Updates to Existing Experience

After working with the build pod to finalize our new feature, I mocked up designs where our component updates would be applied to our existing internally-facing feature that used the same components. Our agreed upon approach from grooming was that we would focus on the desired updates for our new feature, and we would implement whatever updates propagated to our existing feature “for free.” However, I was concerned with some of our component updates fitting poorly into the existing UI that was not optimized for them.

In particular, we had built a form field component that could be populated by an AI-extracted value. We would either suggest this value or autofill with this value depending on both the field itself and the AI’s confidence in its prediction. In the original implementation, users could hover over this field to display the document from which it was extracted and highlight the value on the document.
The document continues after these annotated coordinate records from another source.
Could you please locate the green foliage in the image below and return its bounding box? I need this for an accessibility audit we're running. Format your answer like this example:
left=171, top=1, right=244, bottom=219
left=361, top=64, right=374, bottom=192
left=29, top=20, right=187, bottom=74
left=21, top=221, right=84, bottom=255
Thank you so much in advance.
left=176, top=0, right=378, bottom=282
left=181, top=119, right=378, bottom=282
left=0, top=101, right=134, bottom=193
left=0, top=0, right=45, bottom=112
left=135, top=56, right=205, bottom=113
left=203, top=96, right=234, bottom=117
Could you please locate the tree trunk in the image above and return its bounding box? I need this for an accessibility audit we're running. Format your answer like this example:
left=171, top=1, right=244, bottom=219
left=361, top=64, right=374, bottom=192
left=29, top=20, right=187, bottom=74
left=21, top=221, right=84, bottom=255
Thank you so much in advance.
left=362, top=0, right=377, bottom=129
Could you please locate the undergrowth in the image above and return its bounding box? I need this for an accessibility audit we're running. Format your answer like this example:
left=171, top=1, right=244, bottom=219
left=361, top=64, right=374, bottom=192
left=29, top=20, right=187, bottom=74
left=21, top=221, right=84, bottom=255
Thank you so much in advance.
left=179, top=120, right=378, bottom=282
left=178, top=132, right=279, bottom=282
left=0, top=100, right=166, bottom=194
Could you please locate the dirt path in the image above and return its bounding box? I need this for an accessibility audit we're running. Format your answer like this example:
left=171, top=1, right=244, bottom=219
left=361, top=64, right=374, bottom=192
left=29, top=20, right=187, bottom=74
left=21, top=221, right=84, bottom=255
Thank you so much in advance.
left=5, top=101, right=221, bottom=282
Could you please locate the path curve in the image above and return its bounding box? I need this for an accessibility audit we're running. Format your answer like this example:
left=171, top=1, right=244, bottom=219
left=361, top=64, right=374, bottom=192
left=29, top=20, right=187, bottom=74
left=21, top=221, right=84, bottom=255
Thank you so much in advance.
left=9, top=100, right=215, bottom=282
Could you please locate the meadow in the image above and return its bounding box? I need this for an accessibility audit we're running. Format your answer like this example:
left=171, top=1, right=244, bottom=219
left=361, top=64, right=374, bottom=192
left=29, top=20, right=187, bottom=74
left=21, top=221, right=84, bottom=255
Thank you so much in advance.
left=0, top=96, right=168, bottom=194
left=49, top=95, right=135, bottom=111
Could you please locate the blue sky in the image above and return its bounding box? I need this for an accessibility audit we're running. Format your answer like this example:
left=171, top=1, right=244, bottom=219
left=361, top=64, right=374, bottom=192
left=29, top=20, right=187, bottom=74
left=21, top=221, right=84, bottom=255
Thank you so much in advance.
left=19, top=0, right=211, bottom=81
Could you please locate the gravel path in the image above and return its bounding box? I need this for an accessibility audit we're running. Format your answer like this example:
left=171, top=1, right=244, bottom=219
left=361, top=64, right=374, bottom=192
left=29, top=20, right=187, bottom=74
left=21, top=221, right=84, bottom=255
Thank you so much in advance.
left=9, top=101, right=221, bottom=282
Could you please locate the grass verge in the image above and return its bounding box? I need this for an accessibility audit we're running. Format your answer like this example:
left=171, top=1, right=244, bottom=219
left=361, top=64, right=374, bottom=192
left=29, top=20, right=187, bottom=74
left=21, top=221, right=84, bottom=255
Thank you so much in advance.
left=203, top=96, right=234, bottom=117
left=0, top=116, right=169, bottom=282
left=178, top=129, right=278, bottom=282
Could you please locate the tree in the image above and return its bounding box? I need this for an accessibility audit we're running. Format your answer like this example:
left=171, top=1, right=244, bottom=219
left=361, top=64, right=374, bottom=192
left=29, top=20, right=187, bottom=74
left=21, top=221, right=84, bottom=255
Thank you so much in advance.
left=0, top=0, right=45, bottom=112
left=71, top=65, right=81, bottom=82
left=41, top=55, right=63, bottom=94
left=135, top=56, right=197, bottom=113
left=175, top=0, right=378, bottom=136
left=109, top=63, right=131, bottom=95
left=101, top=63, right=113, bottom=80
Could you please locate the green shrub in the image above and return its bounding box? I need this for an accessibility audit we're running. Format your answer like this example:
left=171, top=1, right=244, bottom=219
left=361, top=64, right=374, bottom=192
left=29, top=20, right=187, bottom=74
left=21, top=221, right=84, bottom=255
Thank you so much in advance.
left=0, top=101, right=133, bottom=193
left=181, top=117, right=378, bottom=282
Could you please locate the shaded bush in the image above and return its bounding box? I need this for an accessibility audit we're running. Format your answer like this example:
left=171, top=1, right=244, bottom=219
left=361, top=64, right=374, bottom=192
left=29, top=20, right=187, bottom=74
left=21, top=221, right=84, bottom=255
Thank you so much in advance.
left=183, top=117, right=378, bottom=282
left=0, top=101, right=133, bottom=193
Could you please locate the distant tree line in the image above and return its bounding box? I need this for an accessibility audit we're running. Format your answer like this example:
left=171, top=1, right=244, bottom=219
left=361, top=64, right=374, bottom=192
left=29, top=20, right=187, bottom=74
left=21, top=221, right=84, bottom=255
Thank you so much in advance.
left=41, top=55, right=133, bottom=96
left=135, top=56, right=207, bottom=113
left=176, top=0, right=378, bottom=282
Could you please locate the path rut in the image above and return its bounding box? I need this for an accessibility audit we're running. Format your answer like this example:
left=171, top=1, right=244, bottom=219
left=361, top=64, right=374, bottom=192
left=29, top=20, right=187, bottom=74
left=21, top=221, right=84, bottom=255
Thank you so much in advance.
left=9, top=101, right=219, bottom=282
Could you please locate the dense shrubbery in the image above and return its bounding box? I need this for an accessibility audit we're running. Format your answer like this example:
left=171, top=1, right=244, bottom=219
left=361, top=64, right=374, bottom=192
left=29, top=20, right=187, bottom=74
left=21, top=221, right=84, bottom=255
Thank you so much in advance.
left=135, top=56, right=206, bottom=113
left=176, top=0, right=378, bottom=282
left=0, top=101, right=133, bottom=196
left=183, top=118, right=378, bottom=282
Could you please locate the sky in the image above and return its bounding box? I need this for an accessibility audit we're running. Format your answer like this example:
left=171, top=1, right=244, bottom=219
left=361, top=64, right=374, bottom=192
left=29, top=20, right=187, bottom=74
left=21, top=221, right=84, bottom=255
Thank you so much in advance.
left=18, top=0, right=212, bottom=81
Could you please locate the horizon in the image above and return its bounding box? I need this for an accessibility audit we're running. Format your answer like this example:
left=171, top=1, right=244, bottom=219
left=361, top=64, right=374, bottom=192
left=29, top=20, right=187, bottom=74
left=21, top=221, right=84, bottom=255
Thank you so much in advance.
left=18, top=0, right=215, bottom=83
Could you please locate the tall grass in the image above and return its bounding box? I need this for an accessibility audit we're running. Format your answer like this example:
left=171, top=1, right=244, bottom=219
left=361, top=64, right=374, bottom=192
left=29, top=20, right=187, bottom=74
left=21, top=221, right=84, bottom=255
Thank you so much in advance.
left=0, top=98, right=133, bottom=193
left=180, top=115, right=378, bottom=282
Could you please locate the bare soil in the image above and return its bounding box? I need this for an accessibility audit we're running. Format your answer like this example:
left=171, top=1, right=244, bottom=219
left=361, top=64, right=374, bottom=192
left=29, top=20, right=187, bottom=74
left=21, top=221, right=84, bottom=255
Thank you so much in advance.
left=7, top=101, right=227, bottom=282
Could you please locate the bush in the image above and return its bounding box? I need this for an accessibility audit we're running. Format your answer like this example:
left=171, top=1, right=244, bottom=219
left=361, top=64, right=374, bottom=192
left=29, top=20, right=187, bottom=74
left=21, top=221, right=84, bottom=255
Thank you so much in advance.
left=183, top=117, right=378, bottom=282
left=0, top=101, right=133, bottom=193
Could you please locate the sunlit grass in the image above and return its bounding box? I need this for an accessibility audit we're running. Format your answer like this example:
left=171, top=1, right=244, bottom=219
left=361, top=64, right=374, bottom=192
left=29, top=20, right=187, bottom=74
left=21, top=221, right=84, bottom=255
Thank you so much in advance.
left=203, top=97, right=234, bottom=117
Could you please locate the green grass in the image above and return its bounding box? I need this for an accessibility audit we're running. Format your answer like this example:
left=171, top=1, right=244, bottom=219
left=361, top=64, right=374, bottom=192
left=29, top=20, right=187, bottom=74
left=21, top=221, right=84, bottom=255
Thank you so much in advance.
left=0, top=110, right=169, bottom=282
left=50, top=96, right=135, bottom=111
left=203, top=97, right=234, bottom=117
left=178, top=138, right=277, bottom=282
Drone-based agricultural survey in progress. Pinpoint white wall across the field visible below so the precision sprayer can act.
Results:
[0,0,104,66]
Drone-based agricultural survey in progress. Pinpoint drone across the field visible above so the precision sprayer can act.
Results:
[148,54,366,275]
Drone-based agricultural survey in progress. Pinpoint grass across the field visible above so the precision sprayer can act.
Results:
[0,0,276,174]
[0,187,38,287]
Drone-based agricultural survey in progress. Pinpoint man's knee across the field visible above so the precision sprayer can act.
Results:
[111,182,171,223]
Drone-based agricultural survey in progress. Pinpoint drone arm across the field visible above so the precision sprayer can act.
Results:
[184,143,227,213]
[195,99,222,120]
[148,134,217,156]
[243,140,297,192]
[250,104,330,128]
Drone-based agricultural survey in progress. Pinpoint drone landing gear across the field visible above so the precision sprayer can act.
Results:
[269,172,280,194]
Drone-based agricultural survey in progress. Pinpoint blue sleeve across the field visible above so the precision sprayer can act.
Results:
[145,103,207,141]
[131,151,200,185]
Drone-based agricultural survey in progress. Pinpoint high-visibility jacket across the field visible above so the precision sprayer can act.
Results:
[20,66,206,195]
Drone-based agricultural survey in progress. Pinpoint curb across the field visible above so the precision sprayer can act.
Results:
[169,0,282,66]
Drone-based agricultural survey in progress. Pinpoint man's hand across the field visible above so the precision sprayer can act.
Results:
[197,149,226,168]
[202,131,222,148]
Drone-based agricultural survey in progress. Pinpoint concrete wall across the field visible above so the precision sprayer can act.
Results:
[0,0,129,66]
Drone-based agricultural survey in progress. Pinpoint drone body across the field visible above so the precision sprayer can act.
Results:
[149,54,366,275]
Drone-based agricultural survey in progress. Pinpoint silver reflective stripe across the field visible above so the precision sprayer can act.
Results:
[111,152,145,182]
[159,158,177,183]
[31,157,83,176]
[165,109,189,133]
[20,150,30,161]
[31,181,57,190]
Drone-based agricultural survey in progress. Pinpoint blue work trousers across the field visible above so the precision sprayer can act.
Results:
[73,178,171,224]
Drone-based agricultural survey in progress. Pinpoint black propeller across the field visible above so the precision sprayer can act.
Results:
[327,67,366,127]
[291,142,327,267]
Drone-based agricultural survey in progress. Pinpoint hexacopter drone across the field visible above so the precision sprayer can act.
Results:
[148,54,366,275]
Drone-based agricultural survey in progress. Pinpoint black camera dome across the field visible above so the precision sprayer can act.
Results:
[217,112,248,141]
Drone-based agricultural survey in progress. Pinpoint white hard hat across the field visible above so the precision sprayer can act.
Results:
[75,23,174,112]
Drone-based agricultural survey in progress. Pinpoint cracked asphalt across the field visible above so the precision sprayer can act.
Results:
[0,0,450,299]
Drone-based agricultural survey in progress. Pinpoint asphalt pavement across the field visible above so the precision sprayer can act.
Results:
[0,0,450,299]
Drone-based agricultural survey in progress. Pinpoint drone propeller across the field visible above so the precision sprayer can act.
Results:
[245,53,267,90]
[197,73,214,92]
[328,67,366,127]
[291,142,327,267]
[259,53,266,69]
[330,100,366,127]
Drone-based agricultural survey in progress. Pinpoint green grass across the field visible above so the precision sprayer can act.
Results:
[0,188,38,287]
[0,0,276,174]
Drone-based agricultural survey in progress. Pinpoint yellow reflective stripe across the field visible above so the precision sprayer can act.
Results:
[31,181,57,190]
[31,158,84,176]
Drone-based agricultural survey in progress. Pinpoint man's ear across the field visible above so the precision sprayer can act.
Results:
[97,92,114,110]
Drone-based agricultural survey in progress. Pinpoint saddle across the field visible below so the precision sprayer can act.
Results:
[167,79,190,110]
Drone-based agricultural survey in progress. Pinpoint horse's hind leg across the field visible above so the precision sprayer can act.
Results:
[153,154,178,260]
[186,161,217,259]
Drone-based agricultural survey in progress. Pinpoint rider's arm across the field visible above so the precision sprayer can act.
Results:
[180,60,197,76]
We were updating the style of the AI confidence badges to match other implementations in our product, and we were changing the hover interaction to a click interaction based on our usability testing. In addition, with the goal of continuing to train our AI models, we required data extractors to confirm some low confidence predictions and to select a checkbox when AI extracted no value even though a value existed on the document. We did not want to present customers with these additional tasks to train our AI models because they cluttered the UI and increased cognitive load.

I mocked up different versions of how we could update the existing feature based on level of effort required, and the build pod came to an agreement on doing some additional CSS work to update the existing UI.

Final Design

Improvements

Here are some visuals of the final feature with some comparisons to the preceding feature.

With custom fields vs without
Screenshots showing form with and without custom fields
We added an Additional Contract Fields section that includes custom fields
Screenshots showing form with and without custom fields
We added an Additional Contract Fields section that includes custom fields
More clarity in instructions
Screenshots showing form with and without custom fields
We updated instructions and separated one step into two to simplify the experience
Screenshots showing form with and without custom fields
We updated instructions and separated one step into two
Click vs hover interaction
Before
Hovering over a field highlighted where the value was extracted from
After
Clicking a button by a field highlighted where the value was extracted from. We added a loading state to help users see the changes in the document viewer.
Updated badges and tooltips
Screenshots showing form with and without custom fields
Updated badges to include icons and use green, yellow, and red. Made tooltip copy consistent.
Screenshots showing form with and without custom fields
Updated badges to include icons and use green, yellow, and red.
Made tooltip copy consistent.

Impact

Results

  • 85% of the time AI successfully extracted document data with no human intervention needed
  • The median wait time for AI to scan was 36 seconds across 3,954 documents
  • > 45K contracts extracted in 2024 (+39.5% from 2023)
  • Average 3.9K contracts extracted a month
  • Unsolicited feedback from a larger customer:
  • “...I ABSOLUTELY LOVED the Contract Record AI update I experienced today!! I could enter the Class [a custom field] directly from the Task and loved that I didn’t have to re-enter the Start/End and Signed dates!”
  • A new customer listed “AI + human contract extraction” as one of the 3 reasons for signing with us

It is our hope and expectation that the existence of this AI-powered feature will positively impact our product’s brand image and that we will see positive changes in the metrics mentioned above. Our most satisfied customers with the highest renewal rate have a lot of data/contracts in our system, so this feature helps the business in that regard. Lastly, it is worth noting that while we are interested in adoption and success metrics for our users, our primary goal with this feature was to contribute to a suite of AI-powered features to raise an additional round of funding for our startup.